Shortly after having published his article in The Criminologist and thus made his allegations public, Dr. Stowell wrote a letter to the London Times in which he disavowed any intention of identifying Prince Eddy or any other member of the royal family as Jack the Ripper. In this letter Stowell signed himself as “a loyalist and a Royalist.” Stowell died mysteriously one day after this letter appeared, and his family promptly burned all his papers.


An American study of the Jack the Ripper mystery was authored by the forensic psychiatrist David Abrahamsen, who sums up his own conclusions as follows: “It is an analysis of the psychological parameters that enabled me to discover that the Ripper murders were perpetrated by Prince Eddy and J.K. Stephen.” 
(Abrahamsen, pp. 103-104) 


J.K. Stephen had been chosen as a tutor for Prince Eddy, who was mentally impaired. Stephen was a homosexual. He was the son of the pathological woman-hater Fitzjames Stephen. J.K. Stephen’s uncle was Sir Leslie Stephen, the writer. There is evidence that J.K. Stephen sexually molested his cousin, best known today by her married name, Virginia Woolf, the novelist. This experience may be related to Virginia Woolf’s numerous suicide attempts.

While he was at Cambridge, Prince Eddy was a member of the Apostles secret society. Abrahamsen quotes a maxim of the Apostles: “The love of man for man is greater than that of man for woman, a philosophy known to the Apostles as the higher sodomy.” [p. 123] Prince Eddy died on Jan. 14, 1892. J.K. Stephen died in a sanitarium on Feb. 3, 1892.

Prince Eddy’s younger brother, the later George V, assumed his place in the succession, married Eddy’s former fiancée, Princess May of Teck, and became the father of the Nazi King Edward VIII. If the persistent reports are true, the great-uncle of the current queen was the homicidal maniac Jack the Ripper. Perhaps the recurring dispute about what to call the British royal house – Hanover, Windsor, Guelph, Saxe-Coburg-Gotha, etc. – could be simplified by calling it the House of Jack the Ripper.

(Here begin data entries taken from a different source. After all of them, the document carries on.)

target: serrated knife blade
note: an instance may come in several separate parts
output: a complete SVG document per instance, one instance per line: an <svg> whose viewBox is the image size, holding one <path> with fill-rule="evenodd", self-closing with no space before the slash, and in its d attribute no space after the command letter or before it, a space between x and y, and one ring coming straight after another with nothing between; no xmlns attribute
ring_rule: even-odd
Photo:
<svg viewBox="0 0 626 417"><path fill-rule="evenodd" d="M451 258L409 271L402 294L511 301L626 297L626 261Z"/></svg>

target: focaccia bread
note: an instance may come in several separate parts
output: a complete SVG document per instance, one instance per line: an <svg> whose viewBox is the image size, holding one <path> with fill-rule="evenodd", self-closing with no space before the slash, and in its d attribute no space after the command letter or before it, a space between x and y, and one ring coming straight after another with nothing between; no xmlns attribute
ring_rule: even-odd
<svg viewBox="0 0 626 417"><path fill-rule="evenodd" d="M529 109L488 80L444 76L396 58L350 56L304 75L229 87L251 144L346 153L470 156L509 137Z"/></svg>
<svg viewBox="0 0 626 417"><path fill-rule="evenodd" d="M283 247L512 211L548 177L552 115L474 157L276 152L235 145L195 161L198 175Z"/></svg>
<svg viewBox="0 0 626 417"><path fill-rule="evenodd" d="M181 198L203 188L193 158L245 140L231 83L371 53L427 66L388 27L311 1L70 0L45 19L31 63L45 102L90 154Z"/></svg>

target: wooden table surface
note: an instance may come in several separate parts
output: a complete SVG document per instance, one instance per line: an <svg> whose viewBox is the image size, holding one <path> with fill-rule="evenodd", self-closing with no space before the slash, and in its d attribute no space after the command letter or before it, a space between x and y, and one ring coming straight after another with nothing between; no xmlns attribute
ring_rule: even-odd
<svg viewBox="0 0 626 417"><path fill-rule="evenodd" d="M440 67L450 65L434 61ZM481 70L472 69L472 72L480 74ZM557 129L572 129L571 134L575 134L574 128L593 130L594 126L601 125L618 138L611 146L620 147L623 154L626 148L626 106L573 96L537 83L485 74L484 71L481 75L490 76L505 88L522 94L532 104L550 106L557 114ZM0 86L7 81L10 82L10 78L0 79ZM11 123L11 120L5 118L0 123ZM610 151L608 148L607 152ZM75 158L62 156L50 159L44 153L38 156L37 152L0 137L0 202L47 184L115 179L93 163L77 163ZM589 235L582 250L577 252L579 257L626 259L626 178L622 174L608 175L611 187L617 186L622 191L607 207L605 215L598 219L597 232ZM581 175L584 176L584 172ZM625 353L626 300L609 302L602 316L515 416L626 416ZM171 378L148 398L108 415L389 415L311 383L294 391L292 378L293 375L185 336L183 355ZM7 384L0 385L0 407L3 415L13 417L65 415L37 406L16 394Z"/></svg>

Of the existence of a coverup there can be no doubt. One of the main saboteurs of the investigation was a certain Gen. Sir Charles Warren, the chief of the London Metropolitan Police. Warren suppressed evidence, had witnesses intimidated, and was forced to resign amidst a public outcry about Masonic conspiracy. Warren was the master of a new Freemasonic lodge that had recently been created in London. This was the Quatuor Coronati Lodge of Research, number 2076 of the Scottish rite. The Quatuor Coronati lodge had been founded in 1884 with a warrant from the Grand Master of British Freemasonry, who happened to be Edward VII.